In our earlier opinion in this case, we concluded that PSC Order No. 76292 was ineffective because it constituted a regulation under the APA but had not been adopted in conformance with the requirements of that Act. The effect of that conclusion was a judicial determination, in an appeal from a Circuit Court ruling in a declaratory judgment action, that the utilities subject to the order, which were parties to the case before us, were not bound by the order because (1) it had not been entered in a case-specific, contested case proceeding to which any of the utilities were a party, and (2) as an order of general applicability, it had not been validly adopted. In enacting the provisions embodied in §§ 2 and 3 of Chapter 494 without exempting from those provisions Order No. 76292, the General Assembly purported to declare that Order No. 76292, which we held was ineffective, was effective. The question that we asked to be argued is not whether, by appropriate legislation, the General Assembly can save other orders of the PSC from the effect of our decision, either prospectively or retroactively, but whether it can save Order No. 76292 from that decision — whether its attempt to do so constitutes a judicial act that, under Article 8, is not within its Constitutional jurisdiction or competence.
Upon a review of the relevant case law, it is clear to us that the question is a substantial one. Because of our conclusion that §§ 2 and 3 of Chapter 494 are invalid under Article III, § 29 of the Constitution, however, it is one that we need not address at this time. The mandate attached to our earlier opinion, as modified below, remains effective.

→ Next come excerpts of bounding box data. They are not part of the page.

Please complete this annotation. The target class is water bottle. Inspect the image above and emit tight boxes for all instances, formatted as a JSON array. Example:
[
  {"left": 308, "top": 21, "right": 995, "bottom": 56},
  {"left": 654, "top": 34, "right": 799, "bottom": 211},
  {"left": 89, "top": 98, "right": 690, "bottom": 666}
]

JUDGMENT OF THE CIRCUIT COURT FOR WICOM-ICO COUNTY REVERSED; CASE REMANDED TO THAT COURT WITH INSTRUCTIONS TO ENTER DECLARATORY JUDGMENT UNDER PUBLIC UTILITIES ARTICLE, § 3-201 THAT DIRECTIVES CONTAINED IN ORDER NO. 76292 ARE INEFFECTIVE FOR THE REA*379SONS STATED IN THIS OPINION AND THE OPINION FILED APRIL 8, 2002; COSTS IN THIS COURT AND IN CIRCUIT COURT TO BE PAID BY PUBLIC SERVICE COMMISSION; MANDATE TO ISSUE FORTHWITH.